I'm falling apart. My body is getting old, and it's trying to tell me so in not so many words. I can't change the fact that I am getting old either, which really bugs me. If I'm getting age-related illnesses, why do you have to call them "age-related"?? Is it just so I really feel that there is no hope at all for my condition? Or is it to remind me that others get these conditions, too, and not to worry about it 'cause there's nothing I can do about it?
I went to a naturopath yesterday to get tested for food sensitivities. I tested sensitive to wheat and soy.

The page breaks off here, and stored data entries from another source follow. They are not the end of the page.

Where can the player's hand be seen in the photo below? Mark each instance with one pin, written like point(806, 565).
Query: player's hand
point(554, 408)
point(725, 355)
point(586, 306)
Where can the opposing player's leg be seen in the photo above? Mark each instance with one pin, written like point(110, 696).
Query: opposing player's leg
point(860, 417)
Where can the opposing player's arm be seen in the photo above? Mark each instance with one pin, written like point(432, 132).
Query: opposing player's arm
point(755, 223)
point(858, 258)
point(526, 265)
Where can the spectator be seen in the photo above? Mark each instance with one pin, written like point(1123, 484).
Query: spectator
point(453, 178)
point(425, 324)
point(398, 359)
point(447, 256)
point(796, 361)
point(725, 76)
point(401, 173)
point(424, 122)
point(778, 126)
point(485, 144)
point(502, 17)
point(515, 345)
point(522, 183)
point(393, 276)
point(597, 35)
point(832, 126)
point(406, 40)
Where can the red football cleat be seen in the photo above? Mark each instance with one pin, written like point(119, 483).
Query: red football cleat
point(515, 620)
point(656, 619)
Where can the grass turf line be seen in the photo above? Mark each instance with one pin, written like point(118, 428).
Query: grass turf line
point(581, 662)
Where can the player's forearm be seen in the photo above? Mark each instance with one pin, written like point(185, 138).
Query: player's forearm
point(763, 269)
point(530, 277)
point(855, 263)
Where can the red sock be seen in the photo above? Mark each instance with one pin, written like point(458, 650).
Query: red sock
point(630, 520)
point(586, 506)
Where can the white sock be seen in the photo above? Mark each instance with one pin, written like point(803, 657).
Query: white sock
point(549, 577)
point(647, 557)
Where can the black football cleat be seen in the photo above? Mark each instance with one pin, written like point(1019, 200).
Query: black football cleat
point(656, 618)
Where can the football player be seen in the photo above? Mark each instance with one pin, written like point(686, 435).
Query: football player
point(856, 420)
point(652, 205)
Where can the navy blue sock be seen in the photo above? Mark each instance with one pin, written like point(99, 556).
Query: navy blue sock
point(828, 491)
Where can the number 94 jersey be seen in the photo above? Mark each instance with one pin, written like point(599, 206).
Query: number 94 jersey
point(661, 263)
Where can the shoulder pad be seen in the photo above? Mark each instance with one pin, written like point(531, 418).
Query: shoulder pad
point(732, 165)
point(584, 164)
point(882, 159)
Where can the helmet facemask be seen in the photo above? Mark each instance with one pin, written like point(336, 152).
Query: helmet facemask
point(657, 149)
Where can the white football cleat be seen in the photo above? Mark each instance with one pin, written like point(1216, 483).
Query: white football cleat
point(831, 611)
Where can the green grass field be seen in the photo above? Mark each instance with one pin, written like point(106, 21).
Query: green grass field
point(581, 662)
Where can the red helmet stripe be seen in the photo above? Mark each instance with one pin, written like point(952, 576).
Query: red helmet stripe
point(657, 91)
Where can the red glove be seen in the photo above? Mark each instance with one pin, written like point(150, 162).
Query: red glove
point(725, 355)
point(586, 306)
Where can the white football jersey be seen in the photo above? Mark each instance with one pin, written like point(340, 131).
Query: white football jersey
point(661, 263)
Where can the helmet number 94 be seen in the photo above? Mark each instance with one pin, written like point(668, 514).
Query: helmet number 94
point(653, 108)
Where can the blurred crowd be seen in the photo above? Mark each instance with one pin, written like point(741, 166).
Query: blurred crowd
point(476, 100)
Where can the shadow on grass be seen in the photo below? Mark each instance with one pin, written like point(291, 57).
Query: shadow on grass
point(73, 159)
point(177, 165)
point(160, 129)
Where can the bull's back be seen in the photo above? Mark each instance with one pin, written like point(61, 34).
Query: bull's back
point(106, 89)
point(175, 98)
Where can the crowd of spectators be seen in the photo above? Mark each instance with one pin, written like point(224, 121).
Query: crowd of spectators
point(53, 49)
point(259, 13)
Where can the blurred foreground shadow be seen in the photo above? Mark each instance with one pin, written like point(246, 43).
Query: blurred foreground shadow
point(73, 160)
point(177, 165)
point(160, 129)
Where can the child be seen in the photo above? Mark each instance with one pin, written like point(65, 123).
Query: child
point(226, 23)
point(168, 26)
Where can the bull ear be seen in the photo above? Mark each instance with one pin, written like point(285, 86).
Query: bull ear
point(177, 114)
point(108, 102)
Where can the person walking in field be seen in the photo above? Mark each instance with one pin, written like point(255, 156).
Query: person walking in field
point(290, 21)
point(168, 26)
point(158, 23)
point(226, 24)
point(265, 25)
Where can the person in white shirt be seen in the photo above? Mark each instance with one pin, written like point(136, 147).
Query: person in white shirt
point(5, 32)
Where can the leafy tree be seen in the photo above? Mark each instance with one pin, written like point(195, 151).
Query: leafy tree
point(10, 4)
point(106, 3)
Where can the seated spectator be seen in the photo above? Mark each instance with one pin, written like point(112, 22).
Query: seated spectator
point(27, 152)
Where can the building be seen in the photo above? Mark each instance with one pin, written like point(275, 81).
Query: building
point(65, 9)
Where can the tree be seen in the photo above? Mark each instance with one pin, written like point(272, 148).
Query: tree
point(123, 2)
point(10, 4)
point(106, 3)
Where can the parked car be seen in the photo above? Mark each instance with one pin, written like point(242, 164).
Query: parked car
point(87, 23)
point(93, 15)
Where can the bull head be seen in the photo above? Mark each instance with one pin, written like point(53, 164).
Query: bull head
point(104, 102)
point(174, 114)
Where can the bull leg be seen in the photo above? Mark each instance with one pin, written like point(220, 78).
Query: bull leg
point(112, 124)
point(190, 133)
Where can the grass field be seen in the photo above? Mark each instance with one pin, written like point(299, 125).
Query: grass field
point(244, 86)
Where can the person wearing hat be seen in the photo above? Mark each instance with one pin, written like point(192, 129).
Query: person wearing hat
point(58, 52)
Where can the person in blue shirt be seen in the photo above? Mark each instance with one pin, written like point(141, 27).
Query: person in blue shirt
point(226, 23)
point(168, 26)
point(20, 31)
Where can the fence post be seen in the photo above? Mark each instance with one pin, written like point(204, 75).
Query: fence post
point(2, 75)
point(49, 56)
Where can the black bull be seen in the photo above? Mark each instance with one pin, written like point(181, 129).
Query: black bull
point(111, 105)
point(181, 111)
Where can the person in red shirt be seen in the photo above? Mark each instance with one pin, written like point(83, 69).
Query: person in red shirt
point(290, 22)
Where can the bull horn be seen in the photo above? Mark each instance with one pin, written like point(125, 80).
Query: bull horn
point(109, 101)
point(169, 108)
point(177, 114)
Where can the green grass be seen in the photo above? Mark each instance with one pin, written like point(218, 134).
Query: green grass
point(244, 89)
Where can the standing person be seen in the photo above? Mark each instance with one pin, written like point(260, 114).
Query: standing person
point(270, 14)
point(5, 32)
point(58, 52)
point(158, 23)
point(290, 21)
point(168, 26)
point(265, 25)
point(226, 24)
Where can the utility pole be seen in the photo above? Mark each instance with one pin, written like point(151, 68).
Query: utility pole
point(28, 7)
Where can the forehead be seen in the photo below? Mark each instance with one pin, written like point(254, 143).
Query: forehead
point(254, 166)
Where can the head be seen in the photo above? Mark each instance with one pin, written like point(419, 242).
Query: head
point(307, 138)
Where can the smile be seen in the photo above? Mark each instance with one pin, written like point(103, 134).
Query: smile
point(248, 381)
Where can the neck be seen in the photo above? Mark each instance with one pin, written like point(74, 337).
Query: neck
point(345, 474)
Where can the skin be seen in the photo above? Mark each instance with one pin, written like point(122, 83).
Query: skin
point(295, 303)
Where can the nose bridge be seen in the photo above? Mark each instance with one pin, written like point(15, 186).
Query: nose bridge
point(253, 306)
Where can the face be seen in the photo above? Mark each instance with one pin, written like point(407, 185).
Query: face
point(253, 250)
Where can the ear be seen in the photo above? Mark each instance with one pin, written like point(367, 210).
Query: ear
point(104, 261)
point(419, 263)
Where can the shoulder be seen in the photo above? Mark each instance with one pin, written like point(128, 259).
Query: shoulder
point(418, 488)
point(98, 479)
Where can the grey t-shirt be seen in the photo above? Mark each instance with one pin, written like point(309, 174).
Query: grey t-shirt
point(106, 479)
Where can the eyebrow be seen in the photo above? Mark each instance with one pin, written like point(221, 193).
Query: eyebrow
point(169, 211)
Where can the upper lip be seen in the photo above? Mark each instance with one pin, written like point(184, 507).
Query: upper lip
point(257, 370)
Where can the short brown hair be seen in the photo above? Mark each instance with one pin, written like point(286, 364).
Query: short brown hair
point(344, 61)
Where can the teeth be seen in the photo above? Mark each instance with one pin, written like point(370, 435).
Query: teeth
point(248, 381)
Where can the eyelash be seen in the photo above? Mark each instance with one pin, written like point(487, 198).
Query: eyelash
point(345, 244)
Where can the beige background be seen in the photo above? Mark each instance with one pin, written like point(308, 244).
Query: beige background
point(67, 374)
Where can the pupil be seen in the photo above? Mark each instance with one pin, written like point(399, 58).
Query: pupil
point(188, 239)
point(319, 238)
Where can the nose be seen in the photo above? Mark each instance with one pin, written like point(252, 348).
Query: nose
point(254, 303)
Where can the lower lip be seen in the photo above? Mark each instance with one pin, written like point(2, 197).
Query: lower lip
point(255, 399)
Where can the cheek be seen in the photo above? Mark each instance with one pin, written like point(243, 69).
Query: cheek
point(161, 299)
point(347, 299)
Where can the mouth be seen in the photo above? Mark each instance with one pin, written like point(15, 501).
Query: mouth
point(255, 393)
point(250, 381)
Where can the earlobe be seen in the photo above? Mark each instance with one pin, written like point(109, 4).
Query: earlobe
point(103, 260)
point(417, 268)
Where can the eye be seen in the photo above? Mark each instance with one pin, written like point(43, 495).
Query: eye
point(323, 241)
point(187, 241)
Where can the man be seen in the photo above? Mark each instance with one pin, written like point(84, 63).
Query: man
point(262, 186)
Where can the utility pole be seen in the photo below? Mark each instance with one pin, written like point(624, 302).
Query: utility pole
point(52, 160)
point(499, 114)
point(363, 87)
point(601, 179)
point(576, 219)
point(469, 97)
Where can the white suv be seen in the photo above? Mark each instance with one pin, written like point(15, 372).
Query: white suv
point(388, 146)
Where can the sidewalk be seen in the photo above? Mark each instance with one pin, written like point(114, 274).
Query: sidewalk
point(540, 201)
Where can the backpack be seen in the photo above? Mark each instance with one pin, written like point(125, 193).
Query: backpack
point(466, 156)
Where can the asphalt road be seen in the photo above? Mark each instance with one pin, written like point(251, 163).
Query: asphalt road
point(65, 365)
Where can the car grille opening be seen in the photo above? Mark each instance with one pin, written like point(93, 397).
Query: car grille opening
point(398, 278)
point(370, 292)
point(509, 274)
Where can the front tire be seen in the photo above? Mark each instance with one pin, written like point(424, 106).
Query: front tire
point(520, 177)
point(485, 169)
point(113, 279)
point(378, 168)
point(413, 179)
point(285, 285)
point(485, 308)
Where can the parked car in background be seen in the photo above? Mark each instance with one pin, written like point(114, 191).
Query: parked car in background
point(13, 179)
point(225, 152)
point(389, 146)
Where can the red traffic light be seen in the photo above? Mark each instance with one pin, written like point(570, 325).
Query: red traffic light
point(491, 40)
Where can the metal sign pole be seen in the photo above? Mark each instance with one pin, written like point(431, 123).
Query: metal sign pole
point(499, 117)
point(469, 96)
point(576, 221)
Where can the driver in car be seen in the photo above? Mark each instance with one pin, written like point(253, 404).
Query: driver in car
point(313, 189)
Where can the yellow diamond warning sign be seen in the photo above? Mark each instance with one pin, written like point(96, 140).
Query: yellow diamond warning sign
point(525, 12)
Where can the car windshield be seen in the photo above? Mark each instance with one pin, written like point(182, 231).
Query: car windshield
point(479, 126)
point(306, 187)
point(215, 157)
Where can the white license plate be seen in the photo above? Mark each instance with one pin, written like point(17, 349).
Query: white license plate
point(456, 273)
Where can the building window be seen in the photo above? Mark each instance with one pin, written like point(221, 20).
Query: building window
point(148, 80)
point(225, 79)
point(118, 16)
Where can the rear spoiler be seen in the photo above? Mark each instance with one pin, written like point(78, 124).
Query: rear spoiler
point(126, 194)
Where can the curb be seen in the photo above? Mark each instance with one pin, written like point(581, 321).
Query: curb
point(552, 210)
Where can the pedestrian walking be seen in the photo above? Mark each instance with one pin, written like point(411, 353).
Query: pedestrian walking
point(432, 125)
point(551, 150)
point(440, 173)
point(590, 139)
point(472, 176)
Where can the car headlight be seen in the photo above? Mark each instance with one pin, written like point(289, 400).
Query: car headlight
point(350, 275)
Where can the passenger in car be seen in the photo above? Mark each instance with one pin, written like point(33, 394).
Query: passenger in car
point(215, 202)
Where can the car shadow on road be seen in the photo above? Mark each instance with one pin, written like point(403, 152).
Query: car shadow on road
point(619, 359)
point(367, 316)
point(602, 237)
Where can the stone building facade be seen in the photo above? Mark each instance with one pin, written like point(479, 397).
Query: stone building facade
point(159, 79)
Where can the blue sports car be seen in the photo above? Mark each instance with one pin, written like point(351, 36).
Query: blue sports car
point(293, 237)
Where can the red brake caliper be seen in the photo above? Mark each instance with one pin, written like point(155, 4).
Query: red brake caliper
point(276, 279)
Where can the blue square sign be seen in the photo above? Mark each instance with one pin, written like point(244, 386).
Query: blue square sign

I'm still in shock and starting to go into auto-pilot to attempt to save my sanity. I really don't want to have food allergies. Or sensitivities! Or whatever! But I don't want the symptoms even more, so I am removing wheat and soy from my diet to see if the symptoms that I have been suffering from will disappear. I pray they do.
Now I feel like I have four kids. I have one healthy child, one with food allergies (that makes it feel like double the work!), and now I have food allergies myself, which feels like yet another child in my family. Maybe the Lord knew that even though I wanted 4 children, they wouldn't look exactly like I hoped they would (you know, small and cute). Two of them look like they are supposed to, and two of them look like phantom food allergic people, that I can't see, but still have to shop for, and cook for, and clean for.
I ran across these song lyrics today that really hit home: "If sacrifice requires that all my kingdoms fall, I surrender all." Lord, help me to surrender all to You. Amen.